Another $250,000 per year will be used to expand summer Tribal Youth Program in which Ojibwa youth work with DNR staff on natural resource projects such as attacking invasive species or creating fish habitat.
“It really bodes well for relationship between the DNR and tribe; it’s huge,” Gozdzialski said.
Improving Spooner’s hatchery
Lindenberger the Spooner hatchery was redesigned in 1997 to raise small fingerlings and not for the large number of extended-growth walleyes requiring a higher volume of flowing water for the larger fish. That’s where the $1.75 million comes in.
“That’s a significant amount,” Gozdzialski said. “That’s almost a quarter of that amount ($8.2 million for infrastructure).
“A lot of it is not to increase production, but to protect the production we do have,” Lindenberger said. “We’ve got issues with our supply water coming from the flowage. If we get an exotic in there or some disease like VHS (viral hemorrhagic septicemia, a deadly infectious fish disease) we could be shut down for years, so what we need is a water disinfection system that will kill anything that will come through our waters.”
The DNR officials say it will take two to three years for the extended walleyes once released to grow to the legal length of 15 inches on most lakes.

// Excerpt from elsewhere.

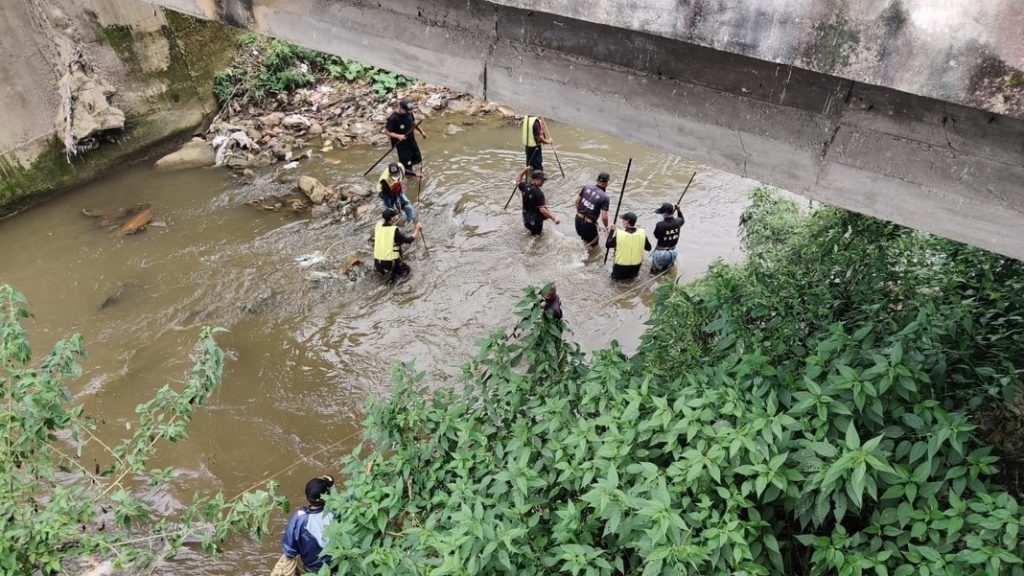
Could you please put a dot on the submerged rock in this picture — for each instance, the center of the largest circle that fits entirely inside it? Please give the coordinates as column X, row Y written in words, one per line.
column 195, row 154
column 313, row 189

“This is a long-term investment,” Gozdzialski said. “This is not a one-time fix all. It’s a long term investment.”
Lindenberger said biologist will study the extended-growth walleyes after they are released to learn what makes stocking successful.
Along the way, a lot of larger walleyes are to be grown in Spooner.
“This year you could say we are the largest walleye facility in Wisconsin,” Rosenberg said.
“Maybe in the country,” Lindenberger added. “Numbers wise we wouldn’t be, but poundage we could be.”
Fishermen hope those Spooner-raised fish keep finding their way to local lakes for many memorable evenings featuring fresh-caught walleye fillets on the fare.